Yesterday, after I read about the Fifth Circuit’s order freeing Texan bounty-hunters to do their dirty work, a little map of the Fifth Circuit appeared in my legal head. What follows is based primarily on a coincidence of geography and of theological justifications for controlling other people's bodies. I'm not trying to prove anything. These are just observations. They're probably so obvious as to be non-controversial. Call it a rant.
It occurred to me that many of the states still fighting to control the bodies of people with uteruses are among the states that fought the longest to control the bodies of Black people. And what really fries my bacon is that, both in the past and the present, the loudest voices clamoring for control over those bodies invoke Christian theology to justify that control.

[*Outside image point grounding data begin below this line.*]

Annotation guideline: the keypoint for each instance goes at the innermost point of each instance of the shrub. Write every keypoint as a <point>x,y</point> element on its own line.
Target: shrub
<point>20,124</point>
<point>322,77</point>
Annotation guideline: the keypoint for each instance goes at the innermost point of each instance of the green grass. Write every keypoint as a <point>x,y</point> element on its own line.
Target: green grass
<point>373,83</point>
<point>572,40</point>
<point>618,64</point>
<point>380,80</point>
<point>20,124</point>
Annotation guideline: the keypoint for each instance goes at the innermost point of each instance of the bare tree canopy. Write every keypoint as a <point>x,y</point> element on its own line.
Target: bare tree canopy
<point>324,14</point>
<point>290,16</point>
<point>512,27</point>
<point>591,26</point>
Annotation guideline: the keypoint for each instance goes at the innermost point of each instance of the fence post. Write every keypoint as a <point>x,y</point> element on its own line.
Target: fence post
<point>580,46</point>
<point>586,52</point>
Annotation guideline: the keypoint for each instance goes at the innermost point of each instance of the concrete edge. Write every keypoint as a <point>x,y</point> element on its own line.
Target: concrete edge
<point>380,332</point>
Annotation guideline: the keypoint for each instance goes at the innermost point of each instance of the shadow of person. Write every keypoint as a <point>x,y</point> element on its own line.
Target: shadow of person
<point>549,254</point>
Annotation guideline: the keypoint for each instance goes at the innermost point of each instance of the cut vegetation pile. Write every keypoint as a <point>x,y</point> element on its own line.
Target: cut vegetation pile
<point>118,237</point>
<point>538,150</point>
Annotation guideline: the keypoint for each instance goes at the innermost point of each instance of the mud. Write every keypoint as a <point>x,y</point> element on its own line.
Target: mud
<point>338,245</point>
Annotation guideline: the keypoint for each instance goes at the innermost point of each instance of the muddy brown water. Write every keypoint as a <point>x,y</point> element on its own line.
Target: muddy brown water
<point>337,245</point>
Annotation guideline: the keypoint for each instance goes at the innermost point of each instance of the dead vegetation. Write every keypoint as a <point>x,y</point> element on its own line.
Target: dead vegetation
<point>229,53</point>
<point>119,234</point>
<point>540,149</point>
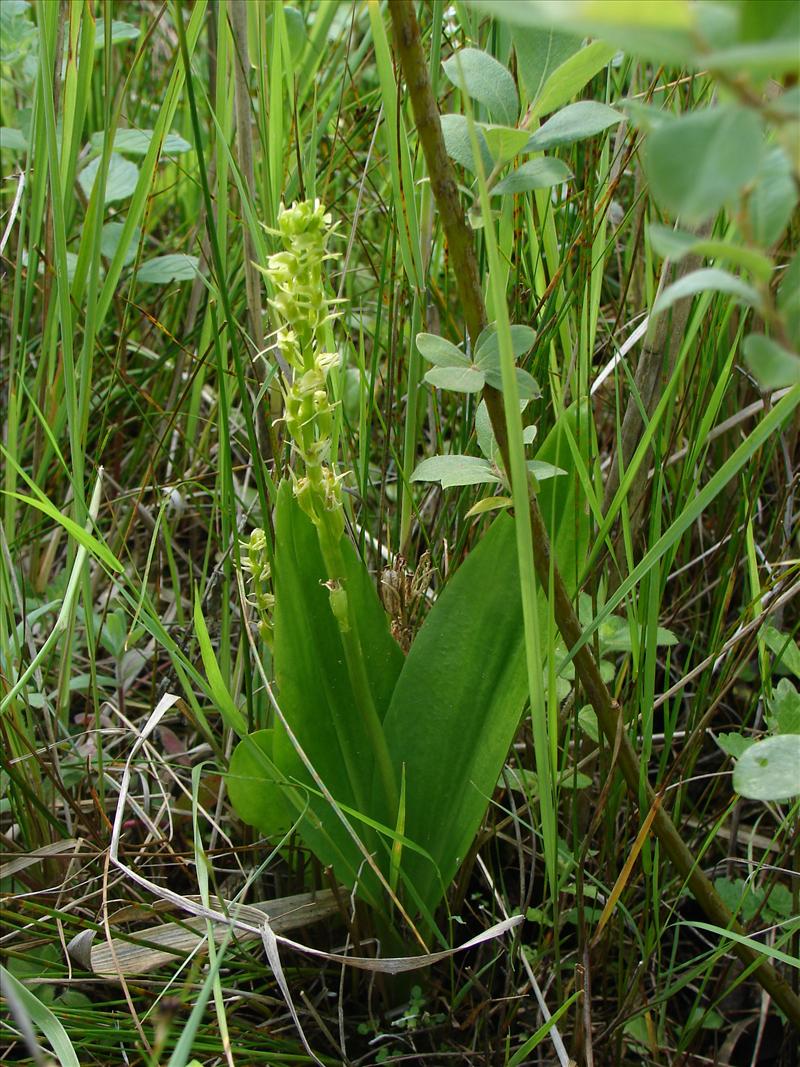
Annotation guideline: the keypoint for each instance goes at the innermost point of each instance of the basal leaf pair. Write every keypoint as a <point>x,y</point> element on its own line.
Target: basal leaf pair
<point>448,711</point>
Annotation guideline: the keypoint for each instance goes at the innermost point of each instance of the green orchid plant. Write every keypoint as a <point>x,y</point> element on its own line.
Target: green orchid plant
<point>394,822</point>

White slaveowners’ reason for owning slaves was profit, but they scoured the Bible for proof that God and Jesus were gung-ho on slavery and actually wanted them to own and use Black bodies as they pleased, for their own gain. “Christianity was proslavery,” said Yolanda Pierce, the dean of the divinity school at Howard University. “So much of early American Christian identity is predicated on a proslavery theology." These are the people who kept slavery going as long as they could.
Today, the Christians who carry around fetus pictures scour the Bible for proof that, according to divine pronouncement, 1) a fertilized egg is a full-fledged baby with greater rights than the adult human who carries it and 2) people with penises are the masters of people with uteruses, who must be forced to have babies against their will. These are the people who elect abortion ban legislators. These are the people controlling women's bodies as long as they can.
Of course I'm not talking about all Christians--far from it. Nor are these hateful ideas confined to the South. Misogyny and racism have no geographic boundaries.